Atenção dobrada na lavoura
Assim como qualquer boa cultura, os produtores de citros também devem sempre estar alerta às doenças que invadem os pomares. E para isso o pesquisador do Fundo de Defesa da Citricultura (Fundecitrus), Silvio Lopes, coordenador de mestrado sobre controle de doenças e pragas do citros, aponta que são quatro as principais doenças que atingem as plantações destas frutas. “As doenças de huanglongbing ou greening, cancro cítrico, leprose e clorose variegada dos citros (CVC), são as piores doenças que o produtor pode enfrentar. Claro, que não podemos esquecer que há também doenças causadas pelos fungos, como, por exemplo, a pinta preta que atinge as frutas manchando-as. Com isso, perde-se o valor comercial da fruta além de derrubar os frutos pelo campo, causando perdas”, diz. A podridão floral também pode preocupar por derrubar o fruto antes mesmo de se formar, pois a doença derruba a flor. Segundo o pesquisador, as duas são doenças manejáveis, e com o tratamento adequado pode-se minimizá-las.
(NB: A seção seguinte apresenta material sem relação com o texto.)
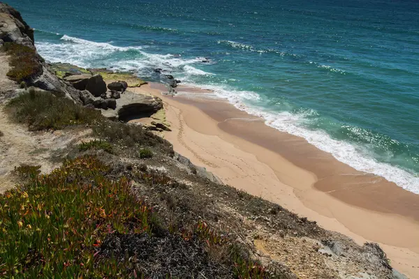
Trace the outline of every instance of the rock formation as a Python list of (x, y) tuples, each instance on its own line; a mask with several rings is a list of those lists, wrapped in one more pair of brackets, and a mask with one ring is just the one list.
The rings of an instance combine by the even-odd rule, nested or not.
[(128, 121), (149, 116), (162, 108), (163, 101), (159, 98), (125, 91), (116, 102), (115, 110), (108, 110), (102, 114), (111, 119)]

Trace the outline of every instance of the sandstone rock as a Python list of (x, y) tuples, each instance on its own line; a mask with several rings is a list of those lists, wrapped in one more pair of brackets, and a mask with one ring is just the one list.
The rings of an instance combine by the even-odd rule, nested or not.
[(130, 91), (121, 95), (116, 103), (115, 110), (102, 111), (102, 114), (110, 119), (128, 121), (148, 117), (163, 108), (163, 101), (159, 98)]
[(128, 83), (124, 81), (124, 80), (119, 80), (118, 82), (120, 82), (122, 84), (122, 85), (124, 86), (124, 91), (126, 91), (126, 89), (128, 88)]
[(0, 3), (0, 39), (35, 49), (34, 29), (18, 11), (3, 3)]
[(98, 97), (103, 93), (106, 93), (108, 89), (102, 76), (101, 75), (95, 75), (87, 81), (86, 90), (91, 93), (93, 96)]
[(125, 82), (111, 82), (108, 84), (109, 90), (124, 92), (128, 88), (128, 84)]
[(115, 99), (109, 98), (104, 100), (106, 104), (106, 107), (115, 110), (117, 108), (117, 100)]

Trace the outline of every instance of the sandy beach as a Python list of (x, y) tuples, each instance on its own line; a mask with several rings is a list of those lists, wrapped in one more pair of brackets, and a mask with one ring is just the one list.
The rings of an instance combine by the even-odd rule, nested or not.
[(419, 195), (358, 172), (299, 137), (281, 133), (210, 91), (161, 84), (135, 91), (165, 103), (175, 150), (225, 183), (277, 202), (362, 244), (376, 242), (391, 264), (419, 278)]

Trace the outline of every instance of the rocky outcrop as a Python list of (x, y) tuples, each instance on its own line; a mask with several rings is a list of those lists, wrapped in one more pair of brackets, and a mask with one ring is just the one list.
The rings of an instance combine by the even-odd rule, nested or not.
[(166, 126), (165, 124), (161, 122), (152, 121), (151, 124), (154, 127), (161, 129), (161, 130), (167, 132), (170, 132), (172, 130), (169, 127)]
[(64, 77), (64, 80), (70, 82), (76, 89), (85, 90), (90, 77), (91, 75), (73, 75)]
[(18, 11), (3, 3), (0, 3), (0, 39), (35, 49), (34, 29)]
[(86, 85), (86, 90), (91, 93), (95, 97), (99, 97), (101, 95), (106, 93), (108, 91), (106, 83), (99, 74), (95, 75), (89, 79)]
[(115, 110), (103, 111), (102, 114), (110, 119), (126, 121), (148, 117), (161, 108), (163, 101), (159, 98), (125, 91), (116, 102)]
[(115, 91), (115, 90), (112, 90), (110, 91), (110, 98), (112, 98), (114, 99), (119, 99), (121, 98), (121, 92), (119, 91)]
[(115, 91), (124, 92), (128, 88), (128, 84), (126, 82), (118, 81), (111, 82), (108, 84), (108, 89), (109, 90), (113, 90)]

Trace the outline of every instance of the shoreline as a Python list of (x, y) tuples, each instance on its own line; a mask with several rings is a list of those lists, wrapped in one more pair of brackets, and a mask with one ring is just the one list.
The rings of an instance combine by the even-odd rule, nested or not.
[(199, 98), (210, 92), (182, 86), (187, 95), (170, 97), (162, 96), (159, 84), (133, 89), (163, 99), (172, 130), (165, 138), (193, 163), (359, 244), (378, 243), (397, 270), (419, 278), (419, 195), (357, 171), (226, 101)]

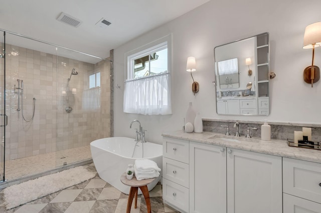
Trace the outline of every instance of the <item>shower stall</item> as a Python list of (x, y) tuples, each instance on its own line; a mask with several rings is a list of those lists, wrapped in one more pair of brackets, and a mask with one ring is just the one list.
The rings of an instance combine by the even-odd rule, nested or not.
[(111, 135), (112, 61), (0, 30), (0, 186), (90, 162)]

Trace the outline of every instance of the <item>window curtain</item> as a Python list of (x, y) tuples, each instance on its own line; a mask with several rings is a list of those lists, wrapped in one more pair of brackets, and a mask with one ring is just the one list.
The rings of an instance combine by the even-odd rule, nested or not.
[(82, 93), (82, 109), (97, 110), (100, 107), (100, 87), (84, 90)]
[(172, 114), (170, 78), (166, 71), (125, 82), (124, 112), (149, 115)]
[(220, 75), (237, 73), (237, 59), (230, 59), (218, 62), (219, 73)]

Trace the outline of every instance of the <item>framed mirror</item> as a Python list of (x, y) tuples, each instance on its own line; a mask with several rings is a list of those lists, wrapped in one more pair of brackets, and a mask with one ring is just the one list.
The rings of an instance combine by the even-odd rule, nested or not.
[(218, 114), (269, 114), (269, 34), (214, 48)]

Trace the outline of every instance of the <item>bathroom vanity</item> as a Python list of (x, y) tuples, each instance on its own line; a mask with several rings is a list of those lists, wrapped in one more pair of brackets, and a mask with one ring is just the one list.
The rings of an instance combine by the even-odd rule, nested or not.
[(213, 132), (163, 135), (163, 199), (182, 212), (321, 213), (319, 150)]

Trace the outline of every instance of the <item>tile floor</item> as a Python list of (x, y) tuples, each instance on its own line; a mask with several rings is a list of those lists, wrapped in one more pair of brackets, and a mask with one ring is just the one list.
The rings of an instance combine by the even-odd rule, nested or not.
[[(96, 171), (93, 163), (88, 169)], [(162, 185), (159, 184), (149, 192), (152, 212), (179, 212), (166, 204), (162, 198)], [(147, 212), (143, 197), (138, 195), (137, 207), (133, 204), (131, 212)], [(128, 195), (118, 191), (99, 178), (94, 178), (41, 198), (6, 211), (0, 204), (0, 212), (4, 213), (123, 213), (126, 212)], [(0, 192), (0, 203), (3, 194)]]

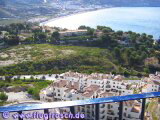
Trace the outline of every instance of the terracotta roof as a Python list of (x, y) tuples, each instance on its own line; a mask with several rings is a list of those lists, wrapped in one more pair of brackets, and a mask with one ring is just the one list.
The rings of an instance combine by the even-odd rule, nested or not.
[(67, 80), (60, 80), (53, 83), (53, 86), (59, 87), (59, 88), (65, 87), (66, 85), (67, 85)]
[(66, 85), (67, 88), (71, 88), (71, 89), (79, 89), (79, 83), (78, 82), (68, 82)]
[(82, 94), (82, 96), (91, 97), (93, 94), (94, 94), (94, 91), (86, 91)]
[(132, 109), (131, 112), (139, 113), (141, 111), (141, 106), (140, 105), (135, 105)]
[(97, 91), (99, 88), (99, 85), (90, 85), (89, 87), (85, 88), (85, 91)]
[(114, 96), (114, 93), (110, 93), (110, 92), (103, 92), (100, 94), (101, 97), (109, 97), (109, 96)]
[(127, 106), (127, 107), (132, 107), (134, 105), (134, 101), (133, 100), (132, 101), (131, 100), (130, 101), (125, 101), (124, 105)]
[(158, 81), (153, 81), (153, 83), (156, 85), (160, 85), (160, 82), (158, 82)]

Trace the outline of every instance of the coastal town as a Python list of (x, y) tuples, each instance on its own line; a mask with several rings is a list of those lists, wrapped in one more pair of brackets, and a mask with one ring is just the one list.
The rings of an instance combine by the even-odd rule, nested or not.
[[(74, 100), (85, 100), (94, 98), (106, 98), (112, 96), (124, 96), (130, 94), (139, 94), (147, 92), (159, 92), (160, 91), (160, 73), (150, 74), (149, 77), (143, 78), (128, 78), (126, 79), (122, 75), (114, 74), (82, 74), (77, 72), (66, 72), (57, 75), (22, 75), (13, 76), (12, 79), (45, 79), (50, 80), (52, 83), (42, 89), (39, 93), (40, 100), (34, 101), (29, 99), (21, 99), (19, 93), (10, 94), (10, 97), (19, 94), (17, 96), (17, 103), (22, 104), (29, 102), (58, 102), (58, 101), (74, 101)], [(1, 80), (5, 80), (5, 77), (1, 76)], [(2, 90), (2, 89), (1, 89)], [(9, 92), (7, 93), (9, 95)], [(157, 102), (158, 99), (155, 99)], [(154, 101), (155, 101), (154, 100)], [(34, 103), (33, 102), (33, 103)], [(147, 104), (151, 104), (153, 99), (147, 99)], [(94, 119), (95, 111), (94, 105), (78, 106), (75, 108), (75, 112), (83, 113), (88, 118)], [(101, 119), (113, 120), (118, 118), (118, 107), (119, 103), (110, 103), (100, 105), (99, 116)], [(141, 114), (141, 101), (126, 101), (124, 102), (124, 114), (125, 120), (140, 120)], [(158, 106), (158, 109), (160, 107)], [(68, 111), (66, 108), (59, 109), (58, 111)], [(68, 111), (69, 112), (69, 111)], [(107, 115), (106, 115), (107, 114)], [(150, 120), (152, 115), (149, 111), (146, 112), (146, 120)], [(159, 116), (158, 113), (156, 113)]]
Em relação à tecnologia, Lopes disse que agir preventivamente e usar todos os meios tecnológicos disponíveis são de extrema importância. “Novos produtos vem sendo testados e as vistorias estão sendo ajustadas para entrar no pomar. Há épocas em que os sintomas ficam mais evidentes e hoje existe um aumento na densidade de plantio. Antes eram 300 plantas por hectare, atualmente este número encontra-se na casa das 600 a 700 plantas”, afirma.
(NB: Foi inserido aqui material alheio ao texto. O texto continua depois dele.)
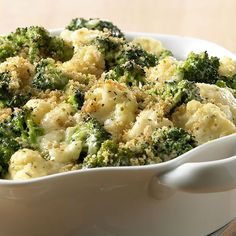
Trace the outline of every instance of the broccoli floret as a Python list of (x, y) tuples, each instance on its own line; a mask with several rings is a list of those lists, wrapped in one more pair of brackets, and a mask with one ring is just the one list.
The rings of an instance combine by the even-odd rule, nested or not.
[(97, 120), (87, 116), (72, 129), (67, 142), (79, 141), (82, 143), (80, 153), (80, 159), (82, 159), (88, 154), (95, 154), (101, 147), (101, 144), (110, 138), (111, 135), (105, 131)]
[(111, 36), (124, 38), (124, 34), (121, 30), (109, 21), (100, 20), (98, 18), (75, 18), (66, 26), (66, 29), (74, 31), (81, 28), (87, 28), (90, 30), (99, 30), (103, 32), (110, 32)]
[(29, 99), (30, 94), (23, 91), (13, 91), (10, 88), (11, 75), (8, 72), (0, 73), (0, 103), (1, 107), (21, 107)]
[(73, 55), (73, 47), (63, 39), (51, 36), (43, 27), (30, 26), (18, 28), (15, 32), (1, 38), (0, 61), (15, 55), (28, 58), (30, 62), (48, 57), (67, 61)]
[(236, 97), (236, 75), (230, 77), (221, 76), (220, 79), (216, 81), (216, 85), (222, 88), (228, 88), (234, 97)]
[(145, 71), (141, 66), (129, 61), (107, 72), (105, 79), (116, 80), (128, 86), (142, 86), (145, 84)]
[(191, 52), (180, 67), (180, 72), (186, 80), (215, 84), (219, 78), (219, 66), (219, 58), (209, 57), (207, 52)]
[(69, 77), (56, 66), (53, 59), (42, 59), (35, 71), (32, 84), (40, 90), (61, 90), (69, 81)]
[(166, 81), (163, 90), (157, 91), (157, 94), (168, 103), (168, 114), (191, 100), (202, 100), (199, 88), (194, 82), (188, 80)]
[(158, 60), (162, 60), (165, 57), (169, 57), (169, 56), (172, 57), (173, 53), (170, 50), (164, 50), (161, 52), (160, 56), (158, 57)]
[(43, 130), (34, 123), (29, 109), (14, 112), (0, 124), (0, 135), (16, 138), (22, 145), (36, 144)]
[(197, 146), (194, 137), (181, 128), (158, 128), (152, 133), (152, 147), (162, 161), (176, 158)]
[(117, 57), (116, 64), (122, 65), (129, 61), (145, 68), (155, 66), (158, 59), (154, 54), (148, 53), (138, 46), (130, 46), (127, 44)]
[(5, 36), (0, 37), (0, 62), (5, 61), (8, 57), (16, 55), (16, 49), (11, 41)]
[(11, 156), (20, 148), (37, 148), (37, 137), (43, 134), (42, 128), (32, 120), (31, 111), (22, 109), (14, 112), (0, 123), (0, 176), (8, 170)]
[(116, 64), (116, 58), (124, 44), (124, 40), (111, 36), (97, 37), (92, 44), (97, 46), (98, 50), (103, 54), (105, 60), (105, 70), (108, 71)]
[(76, 109), (81, 109), (84, 104), (84, 93), (81, 92), (79, 89), (73, 92), (71, 91), (67, 100)]

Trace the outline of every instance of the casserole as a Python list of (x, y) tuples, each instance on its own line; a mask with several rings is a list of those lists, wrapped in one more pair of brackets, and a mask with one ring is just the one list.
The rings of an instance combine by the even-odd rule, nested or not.
[[(236, 58), (226, 49), (199, 39), (127, 34), (130, 39), (140, 36), (160, 40), (179, 59), (190, 51), (204, 50), (210, 55)], [(185, 178), (177, 180), (192, 181), (175, 185), (176, 173), (166, 172), (184, 162), (208, 160), (207, 166), (212, 160), (233, 156), (235, 137), (212, 141), (211, 151), (205, 148), (209, 144), (204, 144), (174, 160), (149, 166), (86, 169), (26, 181), (1, 179), (0, 235), (207, 235), (236, 216), (236, 186), (210, 188), (210, 183), (199, 187), (203, 178), (194, 179), (197, 174), (182, 171), (180, 175)], [(174, 180), (169, 178), (171, 173)]]

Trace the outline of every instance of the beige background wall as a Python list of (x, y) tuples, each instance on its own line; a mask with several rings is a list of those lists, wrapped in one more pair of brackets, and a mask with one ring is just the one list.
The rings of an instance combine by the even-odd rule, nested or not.
[(236, 53), (236, 0), (0, 0), (0, 33), (102, 17), (125, 31), (195, 36)]

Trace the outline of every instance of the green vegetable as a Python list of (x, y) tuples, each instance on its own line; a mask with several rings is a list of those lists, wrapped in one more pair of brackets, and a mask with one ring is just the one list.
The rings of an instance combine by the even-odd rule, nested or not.
[(197, 146), (194, 137), (181, 128), (159, 128), (152, 134), (152, 147), (162, 161), (176, 158)]
[(43, 27), (18, 28), (15, 32), (0, 39), (0, 61), (15, 55), (28, 58), (30, 62), (51, 57), (67, 61), (73, 55), (72, 46), (63, 39), (51, 36)]
[(221, 76), (220, 79), (216, 81), (216, 85), (222, 88), (228, 88), (234, 97), (236, 97), (236, 75), (230, 77)]
[(116, 64), (116, 58), (124, 44), (124, 40), (111, 36), (97, 37), (92, 44), (96, 45), (103, 54), (105, 60), (106, 71)]
[(20, 148), (37, 148), (37, 137), (42, 134), (42, 128), (33, 122), (31, 111), (28, 109), (16, 111), (0, 123), (1, 177), (8, 171), (11, 156)]
[(60, 90), (64, 89), (69, 81), (69, 77), (56, 66), (53, 59), (42, 59), (35, 70), (32, 84), (37, 89)]
[(111, 36), (124, 38), (124, 34), (121, 30), (109, 21), (100, 20), (98, 18), (75, 18), (66, 26), (66, 29), (74, 31), (81, 28), (87, 28), (90, 30), (99, 30), (103, 32), (110, 32)]
[(129, 61), (107, 72), (105, 79), (116, 80), (128, 86), (142, 86), (145, 84), (145, 71), (141, 66)]
[(215, 84), (219, 78), (219, 58), (209, 57), (207, 52), (191, 52), (180, 67), (185, 80)]
[(101, 144), (110, 138), (111, 135), (105, 131), (103, 126), (99, 124), (97, 120), (87, 116), (72, 129), (67, 138), (67, 142), (82, 142), (80, 157), (83, 158), (88, 154), (96, 153), (101, 147)]
[(13, 91), (10, 88), (11, 75), (8, 72), (0, 73), (0, 103), (2, 107), (21, 107), (30, 95), (22, 91)]
[(15, 46), (7, 37), (0, 36), (0, 62), (5, 61), (8, 57), (13, 57), (17, 54)]
[(148, 68), (155, 66), (158, 59), (154, 54), (148, 53), (140, 47), (130, 46), (127, 44), (126, 47), (120, 51), (116, 64), (122, 65), (130, 61), (141, 66), (142, 68)]
[(71, 91), (68, 96), (68, 102), (73, 105), (73, 107), (80, 110), (84, 104), (84, 93), (81, 92), (79, 89), (73, 92)]
[(199, 88), (194, 82), (188, 80), (166, 81), (163, 90), (157, 93), (169, 104), (169, 114), (191, 100), (201, 101)]
[(157, 57), (145, 50), (124, 45), (115, 58), (115, 67), (108, 71), (105, 79), (116, 80), (128, 86), (143, 86), (145, 80), (145, 68), (155, 66)]

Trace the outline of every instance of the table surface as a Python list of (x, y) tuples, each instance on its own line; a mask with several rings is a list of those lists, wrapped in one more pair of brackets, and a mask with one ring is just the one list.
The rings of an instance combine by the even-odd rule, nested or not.
[(124, 31), (206, 39), (236, 53), (235, 0), (0, 0), (0, 33), (63, 27), (73, 17), (109, 19)]

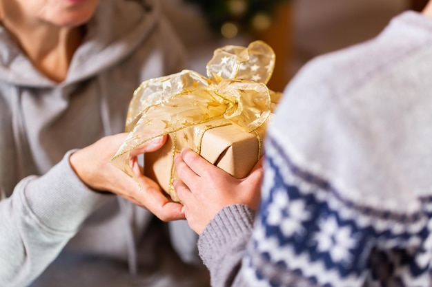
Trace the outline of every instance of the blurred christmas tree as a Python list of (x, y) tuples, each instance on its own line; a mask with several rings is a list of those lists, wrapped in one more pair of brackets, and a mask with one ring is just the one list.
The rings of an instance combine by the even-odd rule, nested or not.
[(199, 6), (213, 30), (233, 38), (268, 29), (277, 6), (289, 0), (185, 1)]

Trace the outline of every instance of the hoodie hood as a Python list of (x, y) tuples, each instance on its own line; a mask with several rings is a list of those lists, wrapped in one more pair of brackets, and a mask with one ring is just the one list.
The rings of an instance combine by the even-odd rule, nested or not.
[(121, 61), (143, 43), (157, 24), (159, 9), (155, 0), (101, 1), (86, 24), (83, 43), (73, 56), (66, 78), (60, 84), (35, 69), (0, 26), (0, 81), (17, 86), (50, 87), (91, 77)]

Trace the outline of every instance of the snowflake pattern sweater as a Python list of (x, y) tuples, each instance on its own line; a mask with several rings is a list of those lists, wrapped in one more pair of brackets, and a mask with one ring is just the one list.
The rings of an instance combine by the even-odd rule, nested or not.
[(257, 217), (222, 209), (199, 241), (213, 286), (432, 284), (432, 20), (307, 64), (265, 145)]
Por fim, Lopes diz que o produtor tem de estar bem informado, independente se ele está começando ou se já está há muito tempo no plantio de citros e que hoje a tecnologia está ao alcance de todos. “Existem diversos cursos desenvolvidos para ajudar os produtores. Os cursos têm como objetivo aperfeiçoar quem já conhece as doenças e ajudar a quem está começando”.
Doenças
– Greening: É causada por bactéria, não tem cura. As maneiras de proteger o pomar são eliminando plantas doentes e buscar reduzir o inseto causador da doença. É muito difícil reduzir a população da doença, pois ela se espalha muito rápido e requer ação conjunta pra minimizar as perdas. Considerada por muitos como a pior doença de todas.
– Canco Cítrico: É causada por bactéria e pode sobreviver até fora da planta, O manejo envolve arrancar a planta doente e as plantas próximas, num raio de 30 metros. O produtor tem que sempre estar alerta antes de entrar no pomar, sempre lavando a mão para não levar as doenças que vem de fora para dentro do pomar.
– Leprose: Doença causada por vírus e por um acaro que vive nas plantas. Desta maneira, o vírus é transmitido de uma parte pra outra das folhas. O controle é via acaricida, e é necessário eliminar as partes doentes.
– Clorose Variegada dos Citros (CVC): É causada por bactéria e vive dentro da planta, mais especificamente em seu sistema vascular e é disseminada por insetos. Causa diversos danos como, os frutos ficam pequenos e duros, gerando assim queda na produção. A doença foi descoberta em São Paulo e hoje se encontra em todo Brasil.